I would like to better understand semaphore. More precisely, I would like to know the utility of semaphore in the code below:
import aiohttp
import asyncio
async def fetch(session, url, sema):
async with sema, session.get(url) as response:
return await response.text()
async def main():
urls = [
'http://python.org',
'https://google.com',
'http://yifei.me',
'other urls...'
]
tasks = []
sema = asyncio.BoundedSemaphore(value=100)
async with aiohttp.ClientSession() as session:
for url in urls:
tasks.append(fetch(session, url, sema))
htmls = await asyncio.gather(*tasks)
for html in htmls:
print(html[:100])
if __name__ == '__main__':
loop = asyncio.get_event_loop()
loop.run_until_complete(main())
which I found here: Using Python 3.7+ to make 100k API calls, making 100 in parallel using asyncio
Now, on this link: https://pyquestions.com/aiohttp-set-maximum-number-of-requests-per-second and this post aiohttp.TCPConnector (with limit argument) vs asyncio.Semaphore for limiting the number of concurrent connections they say that the limit of simultaneous connections can be handled by the TCPConnecter, and that the default value is 100 connections.

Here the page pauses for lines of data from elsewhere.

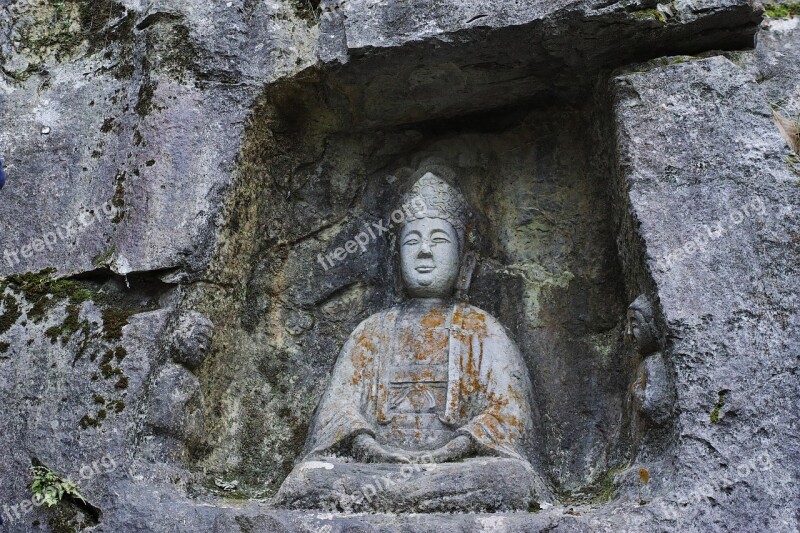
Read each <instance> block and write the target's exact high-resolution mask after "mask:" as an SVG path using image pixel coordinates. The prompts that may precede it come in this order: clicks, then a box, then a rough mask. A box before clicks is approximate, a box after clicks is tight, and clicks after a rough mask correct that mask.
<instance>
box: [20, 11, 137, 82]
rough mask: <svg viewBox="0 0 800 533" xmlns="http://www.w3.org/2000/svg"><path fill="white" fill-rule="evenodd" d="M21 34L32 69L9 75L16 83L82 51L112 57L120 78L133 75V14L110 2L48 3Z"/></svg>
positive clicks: (69, 57) (34, 15)
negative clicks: (46, 65) (14, 80)
mask: <svg viewBox="0 0 800 533" xmlns="http://www.w3.org/2000/svg"><path fill="white" fill-rule="evenodd" d="M24 22H25V23H23V24H21V25H20V27H19V29H18V31H19V49H20V51H21V52H22V53H24V54H25V55H26V56H27V59H28V60H29V66H28V67H27V68H26V69H25V70H24V71H21V72H6V74H7V75H9V76H11V77H12V78H14V79H16V80H17V81H24V80H26V79H27V78H28V77H30V76H31V75H33V74H36V73H38V72H41V71H43V70H45V65H48V64H53V63H60V62H63V61H66V60H68V59H70V58H71V57H73V56H75V55H76V53H77V52H78V51H80V50H84V51H85V52H86V53H89V54H95V53H98V52H100V51H103V52H105V56H104V58H105V59H110V58H111V56H112V55H113V52H112V51H111V49H112V46H113V45H118V46H117V50H116V52H117V59H118V61H117V63H116V66H115V67H112V68H111V70H112V71H114V74H115V75H117V76H118V77H120V78H125V77H126V76H127V77H130V76H131V75H132V74H133V63H132V61H133V23H134V14H133V13H132V12H130V11H128V10H127V9H126V8H125V7H124V6H123V5H122V4H120V3H117V2H114V1H111V0H48V1H46V2H41V3H40V4H38V5H37V6H36V8H35V9H33V10H32V11H31V15H30V17H29V18H27V19H26V20H25V21H24Z"/></svg>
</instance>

Hence, in my opinion, the use of semaphore in the code above is useless, as the number of connections is already limited by TCPConnecter. Moreover, according to this post How to asyncio.gather tasks in chunks + use semaphore with TCP connections limit? it will not change the memory usage, as all the coroutines will be allocated in memory even with semaphore. Am I correct or am I missing something? Is there an advantage in using semaphore in the code above?
Moreover, if I had to pass 100k urls in the code above, should I limit the number of workers via a queue or should I just let it be?